Schönstes Stück ist für mich persönlich dann das an "Spain" anschließende "Hangman". In keinem anderen Song ist so viel knisternde Spannung zu spüren. Auch ist der Sound hier eigenständiger als auf allen anderen Stücken des Albums, wo Jane meist auf altem Material aufbaut, nämlich Klangkombinationen, wie sie in England noch vor einigen Jahren von Gruppen wie Spooky Tooth geschaffen wurden.
Neben diesem meist an frühere englische Vorbilder ausgerichteten Sound ist ein weiteres Handicap von Jane der Gesangsvortrag, der noch nicht völlig in das Gesamtgeschehen integriert zu sein scheint.

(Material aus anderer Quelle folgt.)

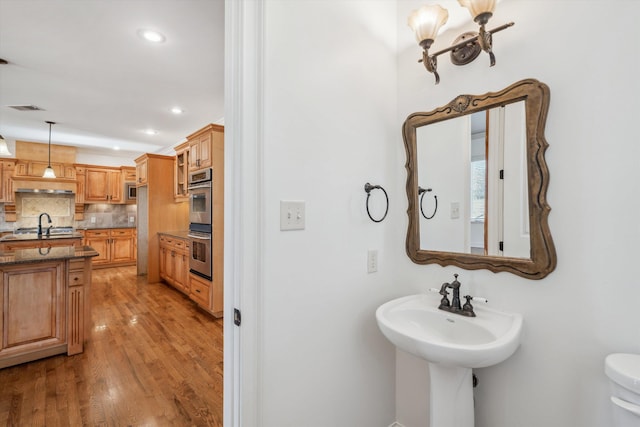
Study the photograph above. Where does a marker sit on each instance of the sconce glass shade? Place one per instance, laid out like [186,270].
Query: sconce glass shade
[49,173]
[4,150]
[479,7]
[425,23]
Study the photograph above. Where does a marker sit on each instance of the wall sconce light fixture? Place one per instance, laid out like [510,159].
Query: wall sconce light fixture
[426,21]
[48,172]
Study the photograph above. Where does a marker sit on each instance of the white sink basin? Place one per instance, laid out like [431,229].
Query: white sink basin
[453,345]
[416,325]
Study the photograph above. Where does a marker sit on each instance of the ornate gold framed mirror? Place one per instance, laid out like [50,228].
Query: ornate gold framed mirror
[480,161]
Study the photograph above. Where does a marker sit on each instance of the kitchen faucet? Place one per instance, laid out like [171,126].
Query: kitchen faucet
[455,306]
[40,224]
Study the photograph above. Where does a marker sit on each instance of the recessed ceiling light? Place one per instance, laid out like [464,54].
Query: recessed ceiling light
[151,35]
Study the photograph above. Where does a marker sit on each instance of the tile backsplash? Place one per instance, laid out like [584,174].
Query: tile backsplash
[61,208]
[104,215]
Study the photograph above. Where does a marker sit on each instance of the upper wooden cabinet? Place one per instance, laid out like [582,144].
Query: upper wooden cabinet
[141,171]
[128,173]
[8,167]
[181,172]
[103,185]
[201,146]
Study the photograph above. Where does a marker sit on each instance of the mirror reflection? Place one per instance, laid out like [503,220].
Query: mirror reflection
[474,166]
[477,180]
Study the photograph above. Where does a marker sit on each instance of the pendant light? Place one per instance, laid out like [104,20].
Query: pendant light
[48,172]
[4,150]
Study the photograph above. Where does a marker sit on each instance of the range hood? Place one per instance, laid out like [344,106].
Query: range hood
[28,184]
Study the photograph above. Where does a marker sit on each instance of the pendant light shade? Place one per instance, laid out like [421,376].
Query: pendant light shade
[48,172]
[4,150]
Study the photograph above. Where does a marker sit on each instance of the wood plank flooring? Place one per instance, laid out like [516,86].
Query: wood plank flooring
[152,359]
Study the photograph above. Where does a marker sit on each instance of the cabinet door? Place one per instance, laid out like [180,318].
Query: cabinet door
[200,152]
[34,307]
[141,172]
[115,186]
[97,185]
[205,150]
[121,249]
[165,259]
[102,246]
[180,272]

Es fehlt vor allem an der Erfahrung, wie Bernd Pulsts großartige Stimme am wirkungsvollsten einzusetzen ist, Bernd ist übrigens als letzter zur Gruppe gestoßen. Meist wird bei seinem Gesang das Tempo des Stücks noch zu sehr gebremst, obwohl er auch in schnelleren Tempi Erstaunliches mit seiner Stimme machen kann. Erschwerend kommt noch hinzu, daß Bernd Pulst fast nie zu den Proben der Band erscheint, meist trifft er sich mit den anderen erst kurz vor den Konzerten. Erstaunlich dabei ist vielleicht die Tatsache, daß fast alle Arrangements von ihm und Klaus Hess stammen.
Wie dem auch sei, jeder der seine Freude an unkompliziertem, einfachem und direktem Songmaterial hat, dem wird Janes erste LP TOGETHER gefallen.
Holger Elmgren (Sounds Mai 1972)
1 Kommentar:
Klasse, wir müssen Hess interviewen!